At the end of January, just after Family Literacy Day, the school launched its One School, One Book initiative.
All of the students in the Kindergarten to Grade 9 school spent time reading the same book for about two weeks. Each student received a copy of the book, as did anyone who works in the school from custodial staff to the bus drivers.
The idea was for the entire school community to “embark on a unified journey based on the love of literacy.”
“It was amazing,” says Alisha Sims, a first-year teacher at the school, about the initiative which she oversaw.
The book chosen was John Reynolds Gardiner’s Stone Fox. It was seen as good option for readers who varied in both ages and reading abilities.
Some Schuler students read the book in just a few days, while others would keep to a daily schedule and read the book with their parents at home.
Each student received his or her own copy of the book, along with support staff, thanks to a donation from Medicine Hat’s A.R.C. Appraisals Ltd.
Students had the opportunity to answer comprehensive trivia questions based on the book and enter their names into draws for prizes. A wrap up event was held mid February with a celebration and various stations set up for students including making bookmarks, colouring, making dog collars and guessing how many dog bones were in a jar.

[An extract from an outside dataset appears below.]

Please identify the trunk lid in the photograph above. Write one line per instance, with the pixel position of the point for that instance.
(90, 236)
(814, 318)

In addition to reading, a service component of the literacy project was created. The theme of the book revolves around a young boy who is wanting to help save his family’s farm, so he enters a dog sled race. The school took part in an “Every dog has its day” drive for the Medicine Hat SPCA. Donations were being accepted throughout the month of February of items on the SPCA’s wish list from pet food and cat litter, to towels and cleaning supplies.
“That really exceeded my expectations,” says Sims about the donations received for the SPCA.
Families were donating large bags of dog food and one local family even donated a dog kennel.
The book chosen was a perfect one for a school that has multiple grades interacting with one another, as well as it hit a lot of areas of importance for educators.
“I went with a book that would interest a lot of students with such a wide age range and reading levels,” explains Sims.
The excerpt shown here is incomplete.